Winter storms and severe weather in March across the United States is likely to drive around $3 billion in economic losses, with two-thirds likely to fall to insurance and reinsurance, translating to an industry loss of roughly $2 billion for the month, according to Impact Forecasting.
The catastrophe risk modelling unit of reinsurance broker Aon Benfield said that March saw a number of winter storm events in the United States, causing extensive travel impacts and widespread damage across numerous states and killing at least 10 people.
Four of the storms became Nor’easters, with heavy snowfall, freezing rain, heavy rain, high winds, and coastal flooding leading to reported damages across the most-affected states of Massachusetts, New York, New Jersey, Pennsylvania, Virginia, and Maryland.
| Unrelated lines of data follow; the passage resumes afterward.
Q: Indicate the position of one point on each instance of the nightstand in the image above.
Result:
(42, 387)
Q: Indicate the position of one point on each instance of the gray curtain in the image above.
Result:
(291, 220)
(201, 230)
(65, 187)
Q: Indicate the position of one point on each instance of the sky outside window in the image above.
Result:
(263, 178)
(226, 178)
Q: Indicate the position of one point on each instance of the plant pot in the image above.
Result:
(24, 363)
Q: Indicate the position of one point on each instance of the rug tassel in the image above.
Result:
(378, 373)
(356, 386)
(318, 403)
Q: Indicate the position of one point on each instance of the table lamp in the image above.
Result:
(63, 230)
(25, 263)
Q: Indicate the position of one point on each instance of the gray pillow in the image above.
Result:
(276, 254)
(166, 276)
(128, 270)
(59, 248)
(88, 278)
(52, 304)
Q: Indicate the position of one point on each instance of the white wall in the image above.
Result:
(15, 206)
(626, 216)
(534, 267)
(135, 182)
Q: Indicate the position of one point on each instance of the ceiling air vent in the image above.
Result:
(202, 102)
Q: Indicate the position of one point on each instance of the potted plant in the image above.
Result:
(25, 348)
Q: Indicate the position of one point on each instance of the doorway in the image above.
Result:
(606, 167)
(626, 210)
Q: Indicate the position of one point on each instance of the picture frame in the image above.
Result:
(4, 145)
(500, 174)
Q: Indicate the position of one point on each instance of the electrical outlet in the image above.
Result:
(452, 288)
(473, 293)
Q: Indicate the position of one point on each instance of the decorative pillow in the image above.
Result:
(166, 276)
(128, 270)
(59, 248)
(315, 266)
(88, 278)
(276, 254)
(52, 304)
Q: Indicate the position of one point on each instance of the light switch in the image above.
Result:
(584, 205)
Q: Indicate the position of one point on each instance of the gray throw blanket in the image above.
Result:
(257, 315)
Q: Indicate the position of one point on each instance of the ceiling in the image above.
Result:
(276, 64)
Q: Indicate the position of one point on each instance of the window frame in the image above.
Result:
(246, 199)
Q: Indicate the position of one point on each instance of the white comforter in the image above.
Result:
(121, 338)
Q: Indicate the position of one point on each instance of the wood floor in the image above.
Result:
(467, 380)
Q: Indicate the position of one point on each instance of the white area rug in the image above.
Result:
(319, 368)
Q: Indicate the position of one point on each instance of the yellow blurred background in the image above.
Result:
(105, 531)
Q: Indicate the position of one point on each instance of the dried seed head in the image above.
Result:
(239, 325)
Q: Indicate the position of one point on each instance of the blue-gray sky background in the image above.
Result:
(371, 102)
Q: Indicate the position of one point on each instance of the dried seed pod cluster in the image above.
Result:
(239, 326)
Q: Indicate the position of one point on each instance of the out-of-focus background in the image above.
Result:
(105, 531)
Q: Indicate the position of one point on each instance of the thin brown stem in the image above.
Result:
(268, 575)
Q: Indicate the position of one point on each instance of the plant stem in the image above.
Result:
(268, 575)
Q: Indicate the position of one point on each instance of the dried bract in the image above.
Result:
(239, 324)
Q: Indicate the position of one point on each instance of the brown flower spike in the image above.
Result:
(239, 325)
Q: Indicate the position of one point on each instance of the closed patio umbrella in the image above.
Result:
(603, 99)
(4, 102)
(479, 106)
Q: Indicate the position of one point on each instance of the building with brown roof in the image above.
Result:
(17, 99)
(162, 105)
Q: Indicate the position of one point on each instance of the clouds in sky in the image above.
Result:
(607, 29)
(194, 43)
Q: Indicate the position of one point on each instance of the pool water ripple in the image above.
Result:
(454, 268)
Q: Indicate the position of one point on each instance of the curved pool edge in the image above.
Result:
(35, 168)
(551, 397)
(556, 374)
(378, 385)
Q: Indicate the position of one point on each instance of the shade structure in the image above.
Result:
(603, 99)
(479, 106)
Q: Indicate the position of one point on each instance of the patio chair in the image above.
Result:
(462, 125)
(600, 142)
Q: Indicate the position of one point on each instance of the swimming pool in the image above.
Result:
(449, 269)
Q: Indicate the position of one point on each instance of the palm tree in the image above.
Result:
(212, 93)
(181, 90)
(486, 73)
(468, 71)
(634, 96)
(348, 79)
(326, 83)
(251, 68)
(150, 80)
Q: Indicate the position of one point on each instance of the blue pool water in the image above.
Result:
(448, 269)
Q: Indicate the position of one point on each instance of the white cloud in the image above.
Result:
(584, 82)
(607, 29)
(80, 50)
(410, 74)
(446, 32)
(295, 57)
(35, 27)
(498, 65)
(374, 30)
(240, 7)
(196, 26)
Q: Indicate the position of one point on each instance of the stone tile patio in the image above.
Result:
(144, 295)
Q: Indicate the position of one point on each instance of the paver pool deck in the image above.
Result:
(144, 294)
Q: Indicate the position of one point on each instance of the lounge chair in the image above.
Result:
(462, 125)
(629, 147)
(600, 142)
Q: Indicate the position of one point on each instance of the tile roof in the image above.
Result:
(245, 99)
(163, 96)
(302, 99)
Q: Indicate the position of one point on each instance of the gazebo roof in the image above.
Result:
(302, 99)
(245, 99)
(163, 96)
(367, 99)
The Nor’easter that struck from March 1st to 3rd spawned hurricane-force wind gusts, heavy snowfall, torrential rain, and coastal flooding along the U.S. East Coast and this storm alone is expected to account for economic losses, including net loss business interruption, of around $2 billion, with insurance and reinsurance interests on the hook for roughly $1.4 billion.
A second coastal winter storm from March 7th to 8th is expected to cause insurance industry losses of $300 million.
Also in March, the first notable severe weather outbreak of 2018 occurred in the U.S., where severe thunderstorms, hail and tornadoes have experienced a quieter start to the year than of late.
This severe weather outbreak included the first EF3 tornado to hit the country for a record 306 days, according to the brokers catastrophe team and this spell of severe convective weather is expected to result in hundreds of millions of insured losses.
Economic losses from the winter storms and severe weather in the U.S. is estimated be as high as $3 billion, with public and private insurers expected to cover roughly two-thirds of the cost, so equating to a $2 billion U.S. weather-related insurance and reinsurance loss for the month.
Also in March, three separate catastrophes were declared in Australia: regional flooding in Queensland; bushfires in New South Wales and Victoria; and Tropical Cyclone Marcus’s impact in the Northern Territory.
Across the three catastrophe events 4,200 claims were filed as of March 21st, and insurance payouts are expected to exceed US $61 million.
Additionally, drought across Uruguay and Argentina is expected to result in economic losses of around $4 billion, although insurance impact will be much lower. $3.4 billion of the economic impact is expected in Argentina, which has been hardest hit, with the rest in Uruguay.
Steve Bowen, Impact Forecasting director and meteorologist, commented, “With an expected multi-billion dollar impact to the agricultural sectors in Argentina and Uruguay alone, this puts additional focus on how costly the drought peril can be and the importance of crop insurance. Lingering La Niña conditions during the austral summer has led to a continued severe lack of rainfall across parts of South America.
“This further signifies the sensitivities of weather patterns surrounding the phase of the El Niño-Southern Oscillation (ENSO), marked by changes in sea surface temperature and wind patterns in the Eastern Pacific Ocean, and how it can influence different types of disaster risk on a global scale.”